Worrying Today Could Mean Worrying Tomorrow

ByABC News
September 12, 2006, 5:11 PM

Sept. 13, 2006 — -- Worrying too much about an unpleasant task you will face an hour down the road will burn that experience more deeply into your brain, making it much more difficult for you to forget how badly you blundered, according to new research.

And that memory of your failure could make it more difficult for you to face the same task later, thus sending you into a downward spiral of self-fulfilling prophecies.

The research, conducted by psychologists at the University of Wisconsin-Madison, shows that simple anticipation of an emotional event, whether good or bad, will reinforce the memory of that event.

"That finding was a bit of a surprise to us," said Jack Nitschke, assistant professor of psychiatry and psychology at the university, and a clinical psychologist.

It suggests that anticipating a bad situation may kick-start an "arousal or fear circuitry" in the brain, says Kristen Mackiewicz, lead author of a report on the research in the current issue of the Proceedings of the National Academy of Sciences.

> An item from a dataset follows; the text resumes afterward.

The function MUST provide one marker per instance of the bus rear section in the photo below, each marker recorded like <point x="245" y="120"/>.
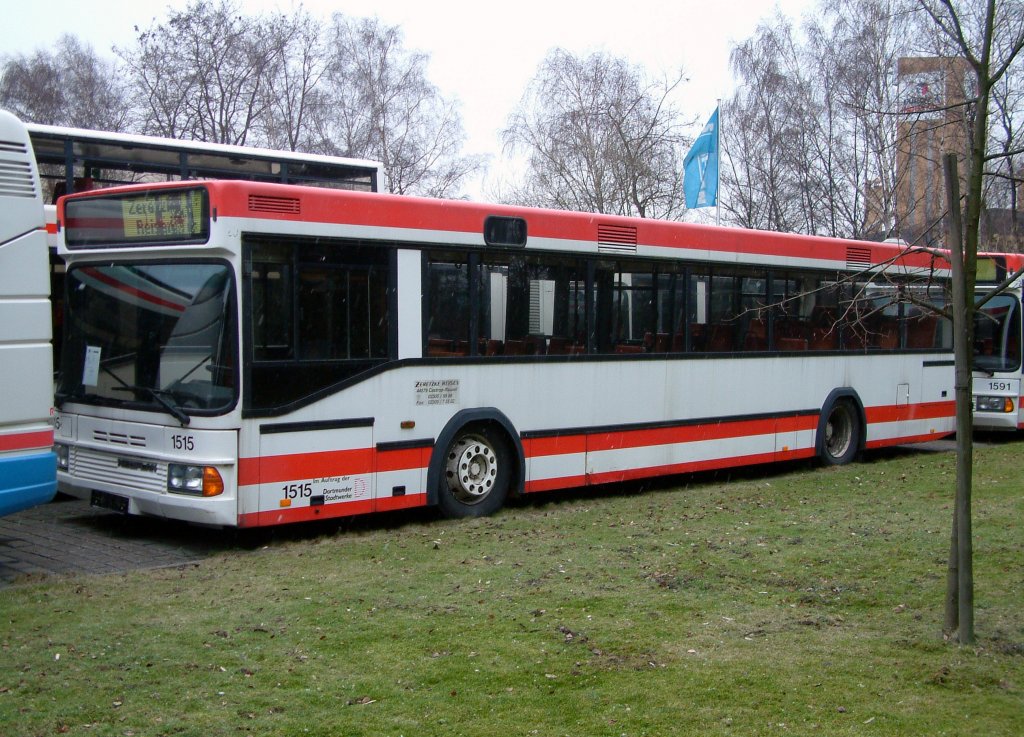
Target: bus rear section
<point x="996" y="384"/>
<point x="28" y="465"/>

Mackiewicz has since moved on to the University of Colorado, where she is a doctoral candidate in psychology.

Nitschke and his colleagues used functional magnetic resonance imaging -- a scanner that allows researchers to study the effects of various stimuli on the human brain -- to see whether anticipation of an event had any impact on subsequent memories of that event.

Two areas of the brain, the amygdala and the hippocampus, both associated with memory, lit up when 36 student volunteers were shown a series of photographs, including photos of gruesome scenes.

The pictures were preceded by a symbol moments before each photo flashed on a monitor. The participants knew the symbol indicated the emotional nature of the pictures.

The symbols varied, depending on whether the upcoming photo was "neutral" or "aversive."

All of the photos came from an international repository established 20 years ago to provide psychologists with a standardized set of images that would have a predictable impact on viewers.